Database

Bob provides an API to easily query and interface with well known databases. A Bob database contains information about the organization of the files, functions to query information such as the data which might be used for training a model, but it usually does not contain the data itself (except for some toy examples). Most of the databases are stored in a sqlite file, whereas the smallest ones can be stored as filelists.

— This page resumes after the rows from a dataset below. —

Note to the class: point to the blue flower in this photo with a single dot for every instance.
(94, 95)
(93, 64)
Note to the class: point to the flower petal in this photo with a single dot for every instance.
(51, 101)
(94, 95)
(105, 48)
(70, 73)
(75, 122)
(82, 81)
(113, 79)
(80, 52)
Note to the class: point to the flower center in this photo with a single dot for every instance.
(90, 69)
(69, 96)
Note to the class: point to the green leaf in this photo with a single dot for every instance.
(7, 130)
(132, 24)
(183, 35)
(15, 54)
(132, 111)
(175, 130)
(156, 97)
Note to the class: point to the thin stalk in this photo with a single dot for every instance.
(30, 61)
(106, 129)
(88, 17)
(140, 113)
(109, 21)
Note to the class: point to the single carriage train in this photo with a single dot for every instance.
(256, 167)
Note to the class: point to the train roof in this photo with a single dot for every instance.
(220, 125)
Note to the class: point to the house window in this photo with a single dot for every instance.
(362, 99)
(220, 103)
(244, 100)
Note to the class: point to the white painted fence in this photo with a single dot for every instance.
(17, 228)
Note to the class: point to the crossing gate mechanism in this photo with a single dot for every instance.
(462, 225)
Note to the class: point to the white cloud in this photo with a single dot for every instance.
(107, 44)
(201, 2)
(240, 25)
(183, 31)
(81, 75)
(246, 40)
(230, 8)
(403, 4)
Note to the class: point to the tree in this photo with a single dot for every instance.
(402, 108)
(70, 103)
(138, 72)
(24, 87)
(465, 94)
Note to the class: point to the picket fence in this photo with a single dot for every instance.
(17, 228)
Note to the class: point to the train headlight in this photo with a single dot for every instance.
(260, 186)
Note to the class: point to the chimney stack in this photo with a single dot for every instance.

As databases usually contain thousands of files, and as verification protocols often require to store information about pairs of files, the size of such databases can become very large. For this reason, we have decided to externalize many of them in Satellite Packages.

Iris Flower Data Set

The Iris flower data set or Fisher’s Iris data set is a multivariate data set introduced by Sir Ronald Aylmer Fisher (1936) as an example of discriminant analysis. The dataset consists of 50 samples from three species of Iris flowers (Iris setosa, Iris virginica and Iris versicolor). Four features were measured from each sample, they are the length and the width of sepal and petal, in centimeters.

As this data set is quite small and used for testing purpose, it is directly integrated into Bob, which provides both ways to access the data, as well as the data itself (feature vectors of length four for various samples of the three species).

A description of the feature vector can be obtained using the attribute bob.db.iris.names.

>>> descriptor_labels = bob.db.iris.names
>>> descriptor_labels
['Sepal Length', 'Sepal Width', 'Petal Length', 'Petal Width']

The data (feature vectors) can be retrieved using the bob.db.iris.data() function. This returns a 3-key dictionary, with 3 numpy.ndarray as values, one for each of the three species of Iris flowers.

>>> data = bob.db.iris.data()
>>> type(data['setosa'])
<type 'numpy.ndarray'>
>>> data['setosa'].shape
(50, 4)
>>> data.keys()
['setosa', 'versicolor', 'virginica']

Each numpy.ndarray consists of 50 feature vectors of length four.

The database also contains statistics about the feature vectors, which can be obtained using the bob.db.iris.stats dictionary. A description of these statistics is provided by bob.db.iris.stat_names.